Bliman, you started in this thread by saying, "How do you know that China is spying more than the US, what is your proof?" I gave you like ~10 sources, all of which are well known and easily discoverable
by you, that go into depth about the vastness of China's domestic spying program, and some of which compare it specifically to spying programs in other countries including America.
Your response was:
"I'm not going to read those because they don't answer my question." (which... they did...)
And then you shifted to, "I want to hear from more Chinese people," which you won't get an answer from because most people living in China either don't know about the vastness of the government spying program because there is no free press in China, OR they know about it and they don't care, OR they know about it and they're so scared about the consequences of talking about it because THEY KNOW talking critically about the government on the internet has consequences for them and their families.
And then, when presented with recent stories about China's vast and growing concentration camp system which is fed prisoners by the spying program -- all of whom have done nothing wrong -- you've shifted to, "Well how do you know that the results of the US' spying program aren't as bad?"
You are incessantly denying or equivocating any criticism of the Chinese government, the spying program, and what the results of it are. In your posts you'll say things like, "I think it's bad [concentration camps, massive crackdowns on free expression of religion, jailing people for no reason, etc], but how do we know the US isn't worse?" You're saying those things are bad but then making excuses for them by appealing to programs in other countries that do not exist in scale, severity, and reach. It's the argumentative equivalent of saying "I think the Holocaust was bad, but why are we always talking about Nazis, the US government interned Japanese people during World War II as well..." In which every informed person would say, "Yeah, the Japanese internment during WWII was shameful, but these two programs are not equitable and Nazi Germany
deserves criticism for the holocaust."
I don't know if you live in the United States or not, but if you do, walk outside. There is no vast camera system. The US doesn't even have a federal
voting system. We don't have federally controlled street lights. We don't have federally controlled health care. There is no infrastructure, personnel, or technology system to support an integrated camera system in most of our largest cities, let alone anywhere else. Beyond that, even if cameras and surveillance technology does exist, it's not owned or accessible by the federal government... For instance, the US government doesn't even have access to the tax filings of the most prominent citizen in the United States even though he filed those taxes
with the government, and yet federal law enforcement doesn't have access to documents
that the government has. Regardless of any of this, besides that it's plainly obvious that no Western government has the sort of sophisticated domestic spying program that China has and there is no vast prison camp system for religious minorities in the West, you keep repeating "I'm just asking questions..." or "but how do you know???"

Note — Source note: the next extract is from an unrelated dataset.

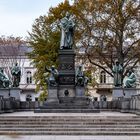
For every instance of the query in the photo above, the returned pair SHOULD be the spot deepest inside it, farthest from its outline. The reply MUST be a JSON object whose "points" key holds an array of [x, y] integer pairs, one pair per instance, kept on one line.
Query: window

Beyond that, nobody defends America's domestic spying program. I'd imagine all of us in this thread are very critical of it. But, we also aren't shutting ourselves off to other information that clearly shows that there is a difference in vastness and breath of the Chinese surveillance state, versus that of any other Western country -- like the US, UK, or Germany. How do we know that there isn't a vast surveillance state like that of China's? This is the conspiracy theory you've fallen back on several times. We have a free press in Western democracies. Now, sure, the American government gets in the way of the free press from time to time, requiring freedom of information requests, and so on, and there are times when even the free press can't turn up information until a leaker does -- like Edward Snowden's leak of NSA surveillance. But look at what happened in
the aftermath of Snowden's 2013 leaks, you had this massive blitz of hundreds and thousands of articles, media inquiries, government oversight reviews, congressional hearings, people being fired ... this simply doesn't exist in the Chinese surveillance state, there isn't any reporting from within China on it because there is no free press, there is no free disclosure of information.
I just implore you to stop self-censoring and click some of the sources others, and I, have shared in this thread. Here's one that you don't even really have to read, it's an interactive video/audio/text article from the New York Times:
https://www.nytimes.com/interactive/2019/04/04/world/asia/xinjiang-china-surveillance-prison.html
And, really, I'm not even the staunchest critic of a company like Huawei, there are others here who are far more critical than I am. I am naturally a little skeptical of them and I would never personally buy anything they make. Part of why I'd never buy their products is because I work with a lot of Chinese ex-pats and the risk for them is just not high enough for me to buy a Huawei device, knowing Huawei's history and connection to the Chinese government and surveillance state.